NCHRP Web-Only Document 146: Replacement Processes for Light Emitting Diode (LED) Traffic Signals 23 Conclusion: The LEDs above the power resistor are four units in parallel. Two of the four had failed so the remaining two were running at twice the expected current. There were two LEDs that failed in the upper portion of the board. The circuit there had two LEDs in parallel. Thus the paired LEDs were also running at twice the expected current. It would be expected that this unit would quickly progress to 100% failure as these overstressed LEDs failed. Two LEDs exhibited significant color changes, perhaps indicating that they had been stressed or were operating at higher temperature. No other reason for the color change could be observed. It could be lot variation of the emitted color. Failure Analysis #3 Brand: B. Size: 300-mm. Color: Green. Illustrating: Failed Schottky diode. External mechanical inspection: No signs of damage. Initial application of power: Applied 120 volts AC. Unit does nothing. Power drain about 2 watts. Internal mechanical inspection: No apparent damage. Electronics were mounted on secondary card. Analysis: Replaced several capacitors with no effect. Replaced a Schottky diode and the unit worked. Attached scope to monitor current and voltage to the diode; peak voltage was about 100 volts, peak current about 1 ampere. Diode was rated at 3 amperes, 200 volts. No apparent reason why it failed.

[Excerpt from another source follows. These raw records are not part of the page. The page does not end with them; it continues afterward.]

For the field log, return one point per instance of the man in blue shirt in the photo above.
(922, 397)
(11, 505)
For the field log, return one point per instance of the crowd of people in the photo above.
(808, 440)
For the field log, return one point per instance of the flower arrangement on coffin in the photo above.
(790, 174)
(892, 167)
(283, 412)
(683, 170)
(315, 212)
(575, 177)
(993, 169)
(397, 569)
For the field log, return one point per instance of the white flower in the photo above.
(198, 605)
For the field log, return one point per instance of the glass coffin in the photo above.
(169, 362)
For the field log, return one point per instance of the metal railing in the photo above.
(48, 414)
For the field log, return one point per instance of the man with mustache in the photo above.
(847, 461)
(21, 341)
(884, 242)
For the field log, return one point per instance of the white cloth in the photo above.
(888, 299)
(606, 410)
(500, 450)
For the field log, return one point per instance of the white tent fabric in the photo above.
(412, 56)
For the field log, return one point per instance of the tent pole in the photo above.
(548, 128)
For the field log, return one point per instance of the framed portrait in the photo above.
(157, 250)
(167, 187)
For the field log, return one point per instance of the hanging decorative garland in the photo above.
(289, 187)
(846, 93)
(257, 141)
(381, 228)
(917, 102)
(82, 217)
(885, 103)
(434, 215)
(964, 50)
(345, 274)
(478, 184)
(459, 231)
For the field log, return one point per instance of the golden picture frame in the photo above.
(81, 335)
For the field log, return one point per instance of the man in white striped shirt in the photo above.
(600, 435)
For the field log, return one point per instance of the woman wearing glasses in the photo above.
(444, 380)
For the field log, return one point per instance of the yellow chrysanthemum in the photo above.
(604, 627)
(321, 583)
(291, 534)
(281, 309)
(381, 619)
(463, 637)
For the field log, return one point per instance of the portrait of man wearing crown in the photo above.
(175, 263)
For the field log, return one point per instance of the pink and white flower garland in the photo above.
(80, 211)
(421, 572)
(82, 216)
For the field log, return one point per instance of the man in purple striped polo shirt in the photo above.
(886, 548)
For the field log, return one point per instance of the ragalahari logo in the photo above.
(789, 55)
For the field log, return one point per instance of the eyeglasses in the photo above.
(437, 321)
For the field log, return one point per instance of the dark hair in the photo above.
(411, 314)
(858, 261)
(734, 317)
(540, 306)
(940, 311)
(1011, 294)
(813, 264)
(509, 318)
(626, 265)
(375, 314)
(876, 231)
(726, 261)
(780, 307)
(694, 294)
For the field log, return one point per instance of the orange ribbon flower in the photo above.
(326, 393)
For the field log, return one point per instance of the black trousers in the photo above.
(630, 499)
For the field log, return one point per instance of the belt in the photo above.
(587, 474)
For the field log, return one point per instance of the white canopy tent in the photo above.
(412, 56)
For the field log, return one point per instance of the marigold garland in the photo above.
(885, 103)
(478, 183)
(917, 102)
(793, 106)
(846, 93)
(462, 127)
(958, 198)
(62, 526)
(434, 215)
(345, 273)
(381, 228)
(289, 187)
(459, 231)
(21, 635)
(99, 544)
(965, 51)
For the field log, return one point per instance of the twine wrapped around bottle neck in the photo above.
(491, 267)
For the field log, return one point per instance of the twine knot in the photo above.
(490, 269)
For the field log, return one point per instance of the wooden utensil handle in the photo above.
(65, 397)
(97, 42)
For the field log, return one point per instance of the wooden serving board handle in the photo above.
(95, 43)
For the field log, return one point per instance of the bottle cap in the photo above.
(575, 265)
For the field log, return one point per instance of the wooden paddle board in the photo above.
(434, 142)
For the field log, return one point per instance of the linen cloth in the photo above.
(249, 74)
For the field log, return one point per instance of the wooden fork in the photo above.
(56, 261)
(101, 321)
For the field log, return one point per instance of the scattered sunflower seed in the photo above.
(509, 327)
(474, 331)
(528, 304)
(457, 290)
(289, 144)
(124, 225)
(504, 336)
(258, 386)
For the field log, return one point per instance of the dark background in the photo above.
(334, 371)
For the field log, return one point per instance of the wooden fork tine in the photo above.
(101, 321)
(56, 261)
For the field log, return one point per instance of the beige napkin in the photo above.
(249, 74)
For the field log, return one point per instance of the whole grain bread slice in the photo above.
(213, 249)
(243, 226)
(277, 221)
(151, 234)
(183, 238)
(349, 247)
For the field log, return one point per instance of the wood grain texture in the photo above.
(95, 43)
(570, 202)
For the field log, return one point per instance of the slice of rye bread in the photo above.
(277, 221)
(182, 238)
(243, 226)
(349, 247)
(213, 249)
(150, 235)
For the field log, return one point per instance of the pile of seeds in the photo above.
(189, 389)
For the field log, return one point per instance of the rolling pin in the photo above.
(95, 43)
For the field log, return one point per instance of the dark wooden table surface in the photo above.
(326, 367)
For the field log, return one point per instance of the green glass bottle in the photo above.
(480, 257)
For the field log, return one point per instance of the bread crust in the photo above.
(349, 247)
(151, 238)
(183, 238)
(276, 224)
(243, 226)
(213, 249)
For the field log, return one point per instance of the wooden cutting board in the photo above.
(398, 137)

NCHRP Web-Only Document 146: Replacement Processes for Light Emitting Diode (LED) Traffic Signals 24 Figure 6. Defective Schottky diode. Conclusion: The Schottky diode illustrated in Figure 6 failed, causing the drive circuit to malfunction. The reason for its failure was not obvious. The diode appeared to be running well within specs. The replacement diode did not get hot. There were no transient events upon turn- on. Failure Analysis #4 Brand: B. Size: 300-mm. Color: Green. Illustrating: General LED failures. External mechanical inspection: Broken plastic near screw, later determined not to be related to the failure. Initial application of power: Applied 120 volts AC. Unit ran with some LEDs out and some LEDs flickering. Internal mechanical inspection: No apparent damage. Electronics were mounted on secondary card.

NCHRP Web-Only Document 146: Replacement Processes for Light Emitting Diode (LED) Traffic Signals 25 Figure 7. Locations of failed LEDs. Analysis: • There was one string of three LEDs out, indicated in Figure 7. The LEDs were pulled. Two were functional, one had failed. • There was one series string of two LEDs that was flickering, indicated by “F” in Figure 7. The LEDs were pulled. One was functional. The other was thermally intermittent at 25 milliamperes, and flashed. Conclusion: Two individual LEDs failed or went thermally intermittent (causing the flashing). This caused the associated three LEDs to appear to fail since they were in series strings.